NeoGAF thread on the video
http://www.dailykos.com/story/2015/03/15/1371165/-Damian-Aspinall-Kills-His-Gorillas#
60 Minutes did a piece on him. The man in that video is Damian Aspinall. He has made it his mission to free the Gorillas his father had been raising at the "private" zoo called Howletts Wild Animal Park. In addition to the one in the video there are many others. Problem is they are raised by humans don't know how to live in the wild. 5 out of the 11 have died. They are unsure if it was other Gorillas or poachers.
Just from watching the 60 Minutes report, it was clear that this effort was doomed from the start. However well intentioned Aspinall may have been, expecting animals raised by humans to survive in the jungle was naïve bordering upon stupid.
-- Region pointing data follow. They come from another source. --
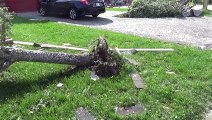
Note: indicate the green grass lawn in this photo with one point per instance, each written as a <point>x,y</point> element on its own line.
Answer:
<point>28,90</point>
<point>207,13</point>
<point>117,9</point>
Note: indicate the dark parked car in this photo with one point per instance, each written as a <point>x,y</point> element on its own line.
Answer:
<point>73,8</point>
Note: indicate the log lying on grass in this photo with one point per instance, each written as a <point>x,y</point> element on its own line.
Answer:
<point>191,12</point>
<point>14,54</point>
<point>103,60</point>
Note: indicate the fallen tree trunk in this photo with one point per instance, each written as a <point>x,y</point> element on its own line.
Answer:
<point>13,54</point>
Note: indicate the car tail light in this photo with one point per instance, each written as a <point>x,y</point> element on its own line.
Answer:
<point>85,2</point>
Gorilla experts such as those at the Dian Fossey Gorilla Fund warned that gorillas, being susceptible to shock when their surroundings were changed, would not do well in the wild after spending twenty years being cared for by people. Aspinall brushed off their advice, saying that only a "maverick" like himself could solve the problem of animal captivity.
However, the report quickly revealed the flaws in Aspinall's plan. One video included in the story showed Aspinall reuniting with one of his favorite gorillas, Kwibi. Kwibi rushed out to see what was happening the minute he heard Aspinall's boat nearby. As charming as the reunion may have been, rushing towards signs of human activity is extremely dangerous for a gorilla in the wild, given the threat posed by poachers. Furthermore, Kwibi, after meeting with Aspinall again, refused to let him go when he tried to leave. This was not the reaction of a wild animal, but of a domesticated animal that has been abandoned in the wild.
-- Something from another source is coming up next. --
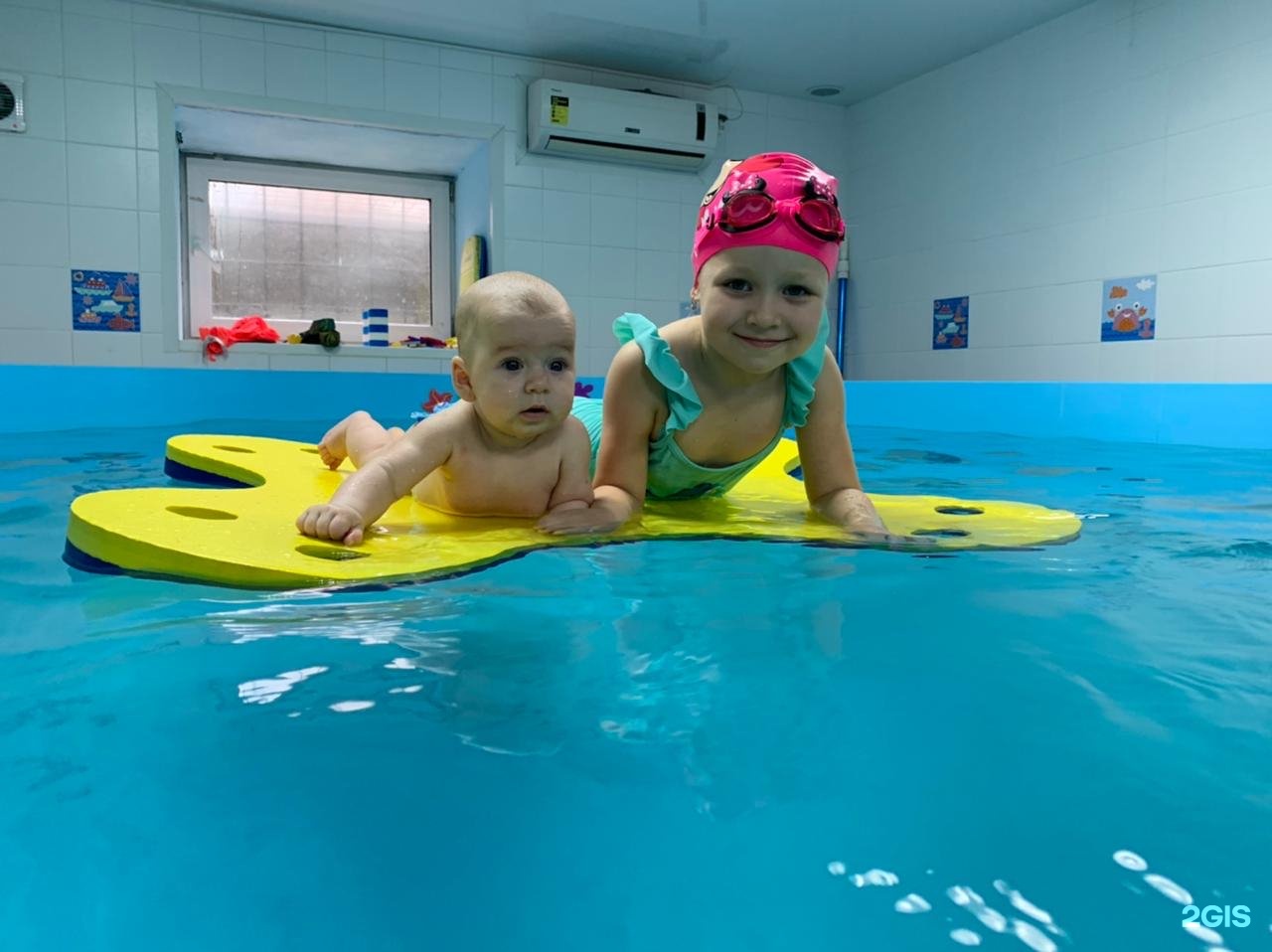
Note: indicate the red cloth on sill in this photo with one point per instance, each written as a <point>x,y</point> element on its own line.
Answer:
<point>217,340</point>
Furthermore, although the trainers at the "gorilla school" tried to teach the gorillas survival skills, to lure the animals into the wild they had to provide them with food. Associating humans with food is probably the best way to get a wild animal killed.
At the end of the report, Aspinall, in a stunning display of self-absorption, said his opponents would be "jumping up and down" and gloating. To which I said to the television "No, jackass, they're not happy about this. Your stupidity got five lowland gorillas killed." Lowland gorillas are considered a critically endangered by the International Union for Conservation of Nature. To put that in perspective, the IUCN has a scale of endangerness, with the only categories more severe than critically endangered being "extinct in the wild" and straight up extinct. Aspinall sacrificed five animals on the altar of his own ideology.